De acordo com Luciano, até novembro do ano passado a secretaria estava em conversação com algumas indústrias interessadas em se instalar no município. “Apesar da recessão, ainda espero que estes empresários retornem depois do Carnaval”, afirmou o secretário, que disse também estar aguardando o retorno das atividades do Legislativo para votar os quatro pedidos de doação de áreas que estão pendentes. São empresas de pequeno e médio portes e de diferentes ramos de atividades.

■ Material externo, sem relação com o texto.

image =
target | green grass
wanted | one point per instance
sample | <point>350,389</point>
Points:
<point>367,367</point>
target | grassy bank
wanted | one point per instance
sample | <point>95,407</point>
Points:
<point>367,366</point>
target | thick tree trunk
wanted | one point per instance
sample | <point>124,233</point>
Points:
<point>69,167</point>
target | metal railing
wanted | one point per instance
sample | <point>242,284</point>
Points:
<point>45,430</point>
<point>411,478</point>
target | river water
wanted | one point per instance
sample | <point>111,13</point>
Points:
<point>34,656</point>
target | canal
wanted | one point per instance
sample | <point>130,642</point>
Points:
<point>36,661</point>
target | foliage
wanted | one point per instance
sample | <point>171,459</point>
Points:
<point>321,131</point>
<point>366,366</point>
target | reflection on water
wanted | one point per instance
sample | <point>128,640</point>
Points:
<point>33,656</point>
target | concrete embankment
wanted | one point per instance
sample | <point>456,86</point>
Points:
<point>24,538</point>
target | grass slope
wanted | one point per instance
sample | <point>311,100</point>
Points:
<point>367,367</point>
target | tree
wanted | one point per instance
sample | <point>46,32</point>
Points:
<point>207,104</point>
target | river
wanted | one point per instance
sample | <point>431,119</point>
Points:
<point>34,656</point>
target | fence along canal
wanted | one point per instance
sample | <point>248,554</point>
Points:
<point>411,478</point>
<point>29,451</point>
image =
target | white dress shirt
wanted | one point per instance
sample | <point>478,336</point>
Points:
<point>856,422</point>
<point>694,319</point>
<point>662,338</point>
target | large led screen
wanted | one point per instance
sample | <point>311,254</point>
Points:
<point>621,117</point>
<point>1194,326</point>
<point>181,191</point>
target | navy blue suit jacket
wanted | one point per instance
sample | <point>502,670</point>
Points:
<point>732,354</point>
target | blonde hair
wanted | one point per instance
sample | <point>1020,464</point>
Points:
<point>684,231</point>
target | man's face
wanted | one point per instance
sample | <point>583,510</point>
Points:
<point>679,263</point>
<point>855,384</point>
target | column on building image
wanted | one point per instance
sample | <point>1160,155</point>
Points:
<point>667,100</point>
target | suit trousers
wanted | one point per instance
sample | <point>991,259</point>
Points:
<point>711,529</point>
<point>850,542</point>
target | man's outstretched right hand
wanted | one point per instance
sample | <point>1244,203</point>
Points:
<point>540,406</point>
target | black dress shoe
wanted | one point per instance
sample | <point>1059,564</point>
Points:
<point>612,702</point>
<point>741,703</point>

Apesar chiadeira geral, tanto por parte de empresários que já se estabeleceram no município, quanto dos que ainda pretendem vir para cá, Luciano destaca o fato de que a cidade não parou de gerar empregos. “Além de não estarem havendo demissões, as indústrias não pararam de contratar, prova disto são os empregos disponibilizados pelo CIAT e os anúncios no rádio anunciando vagas”, disse.
DISTRITO INDUSTRIAL III
Atualmente a cidade conta com 57 indústrias nos distritos industriais I e II, bem como em outros locais da cidade, como a Cargill e a Sitrel. Também já está pronto o Distrito Industrial III, aguardando pelas indústrias misturadoras que deverão vir para Três Lagoas quando a fabrica de fertilizantes da Petrobras estiver pronta. Luciano acredita, inclusive, que a área será pequena para comportar o grande número de empresas que deverá acompanhar a Fafen.